L’obsession libérale voulant qu’il n’y ait point de salut pour toute société en dehors de la croissance va finir par exploser la gueule de celles et ceux qui la portent. Inutile de préciser de qui il s’agit. Plus aucune information, plus aucune décision, plus aucune évolution ne repose sur un autre principe que celui de la poursuite du rêve d’un monde apportant la richesse par l’économie au plus grand nombre. La fameuse mondialisation s’auto-nourrit par la surconsommation, quitte à détruire la planète.

Nous sommes repartis sur les mêmes bases avec les mêmes analyses, les mêmes réflexes, les mêmes approches… et plus encore les mêmes mots. Remettre la « machine en route » suppose pour tous les pouvoirs que l’on utilise la notice d’avant la « panne » sanitaire et que l’on ne profite pas de l’opportunité pour modifier la direction antérieure.

L’annonce de centaines de milliers de chômeurs conduit immédiatement à proposer que… les salarié.e.s ayant un emploi « travaillent davantage ! » Depuis des décennies le partage du travail est un vrai non-sens. On va trouver d’un coté ceux qui font zéro heures par semaine car ils sont ou ne sont pas sur les listes de pôle emploi… et qui prétendent à une indemnisation de solidarité collective indispensable pour tenter d’assurer leur survie économique.

En face d’eux on trouve celles et ceux qui travaillent à temps plein-et parfois bien au-delà. La durée hebdomadaire d’un plein temps selon les études de l’INSEE dépasse souvent les 39 heures. Au milieu, ils sont de plus en plus nombreux, les « temps partiels », les « précarisés », les « auto-entrepreneurs » qui n’ont aucune perspective dépassant parfois la semaine, le mois et au mieux l’année. Il ne fait pas oublier les exclu.e.s volontaires ou forcés de ce que l’on appelle le « marché de l’emploi » et dont le nombre a bondi sur les registres du RSA de plus de 10 % en quelques semaines.

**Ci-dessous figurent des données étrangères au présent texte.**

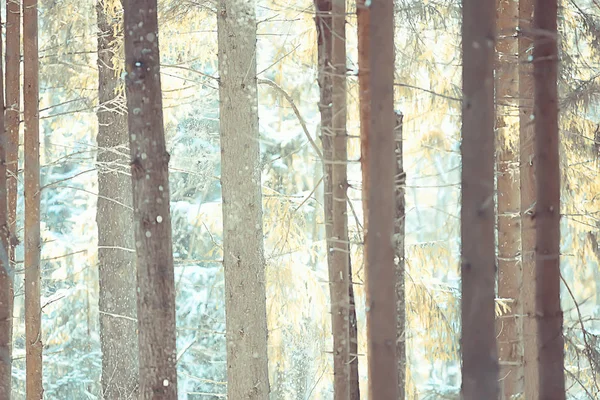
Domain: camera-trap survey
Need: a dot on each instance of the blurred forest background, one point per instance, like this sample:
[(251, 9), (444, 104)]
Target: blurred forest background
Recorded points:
[(428, 78)]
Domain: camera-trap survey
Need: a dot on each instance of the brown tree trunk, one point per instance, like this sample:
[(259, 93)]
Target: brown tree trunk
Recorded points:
[(509, 227), (339, 276), (33, 314), (243, 248), (13, 109), (114, 217), (399, 233), (547, 210), (12, 119), (380, 270), (527, 178), (323, 21), (152, 219), (6, 271), (478, 270)]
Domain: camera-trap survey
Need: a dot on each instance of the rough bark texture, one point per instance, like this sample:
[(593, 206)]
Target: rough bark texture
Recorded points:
[(323, 22), (13, 108), (363, 20), (6, 272), (380, 270), (339, 277), (114, 217), (509, 220), (12, 119), (243, 252), (527, 177), (478, 270), (399, 233), (547, 210), (152, 219), (33, 331)]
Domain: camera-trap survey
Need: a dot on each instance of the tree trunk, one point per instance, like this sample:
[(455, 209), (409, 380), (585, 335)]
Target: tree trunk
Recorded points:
[(152, 219), (33, 314), (380, 270), (527, 177), (324, 22), (547, 209), (399, 234), (243, 252), (478, 270), (114, 217), (6, 272), (12, 119), (509, 227), (339, 271)]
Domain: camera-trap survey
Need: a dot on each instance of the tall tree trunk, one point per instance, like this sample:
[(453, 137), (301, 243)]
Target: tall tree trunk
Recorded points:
[(363, 19), (478, 270), (114, 217), (547, 210), (13, 109), (243, 248), (380, 270), (399, 233), (6, 272), (33, 314), (527, 178), (509, 227), (324, 23), (339, 271), (152, 219), (12, 118)]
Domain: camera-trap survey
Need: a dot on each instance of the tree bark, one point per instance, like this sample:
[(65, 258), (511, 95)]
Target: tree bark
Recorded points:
[(6, 271), (509, 226), (323, 20), (114, 217), (13, 109), (399, 237), (11, 146), (243, 251), (152, 219), (528, 197), (380, 270), (478, 270), (339, 269), (33, 314), (547, 209)]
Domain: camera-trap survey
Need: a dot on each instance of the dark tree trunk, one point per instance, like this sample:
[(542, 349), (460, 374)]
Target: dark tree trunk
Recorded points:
[(243, 247), (152, 219), (382, 166), (33, 312), (114, 217), (399, 235), (478, 269), (528, 196), (547, 210)]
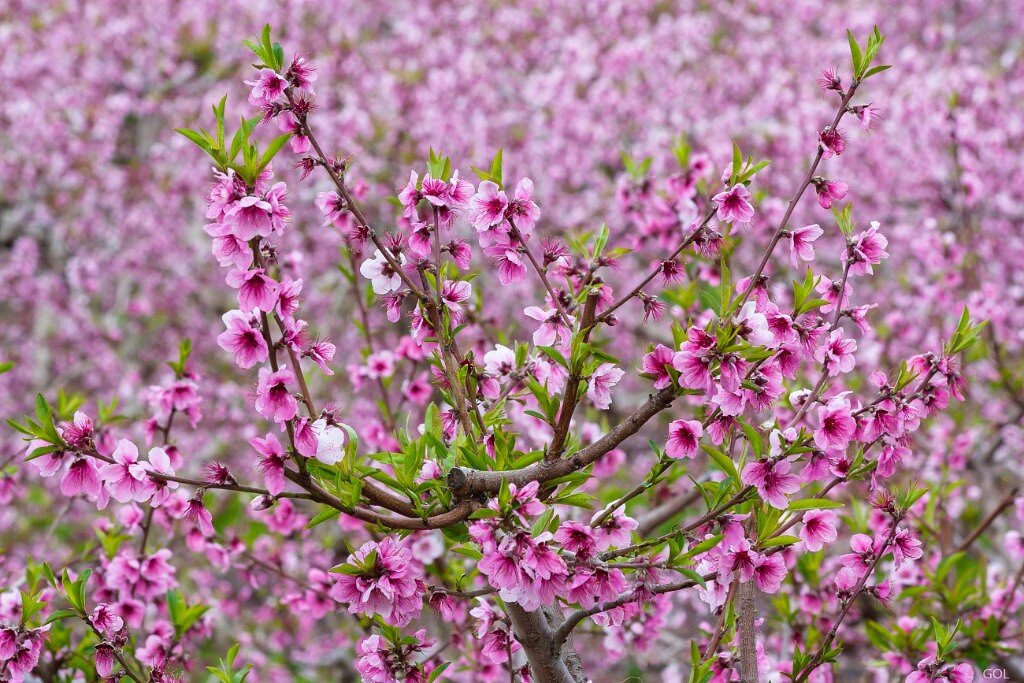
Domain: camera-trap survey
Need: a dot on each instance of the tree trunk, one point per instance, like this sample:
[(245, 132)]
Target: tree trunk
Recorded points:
[(532, 630)]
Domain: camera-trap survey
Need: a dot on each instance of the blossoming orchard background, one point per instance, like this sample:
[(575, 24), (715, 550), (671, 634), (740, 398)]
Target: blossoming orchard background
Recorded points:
[(108, 269)]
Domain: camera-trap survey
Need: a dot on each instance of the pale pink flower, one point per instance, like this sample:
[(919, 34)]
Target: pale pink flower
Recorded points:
[(244, 339), (684, 438), (838, 355), (734, 206), (802, 243), (380, 273), (773, 481), (599, 387), (818, 529), (256, 289), (126, 477), (381, 579)]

Cette situation ne résiste pas à une analyse objective déconnectée des réflexes pavloviens d’une société obsédée par le productivisme réputé sauver l’humanité de la pauvreté. La forme actuelle de partage du travail n’a plus de sens et on l’a vu durant la crise avant de le constater massivement dans les prochaines semaines. Le « travailler plus pour gagner plus » déviance du système du profit appliqué à la base qui produit afin de maintenir ou augmenter le bénéfice réel de ceux pour lesquels ils bossent, revient dans les discours.

Dans le fond le confinement aura mis en évidence que les actionnaires ou les « profiteurs » se trouvent bien démunis quand les travailleurs manquent à l’appel. Il est aussi évident que bizarrement ce sont les deux secteurs économiques aux antipodes qui ont le plus souffert : les TPE des services et les majors de certains secteurs. Le fameux chômage technique ou partiel a sauvé la situation coûtant des milliards d’euros à la République alors qu’une redistribution du travail aurait été plus durable et surtout plus conforme à la « reconstruction annoncée ».

En fait les sacrifiés auront été les 18-25 ans. Pour eux point de salut à la rentrée sur le marché de l’emploi pour les titulaires d’un diplôme qui sera toujours considéré comme au rabais. Plus de lycée, plus d’université : depuis de longs mois ils sont de fait, coupés de leurs objectifs personnels et concernés par aucun des mesures annoncées en dehors de l’apprentissage piloté par les régions.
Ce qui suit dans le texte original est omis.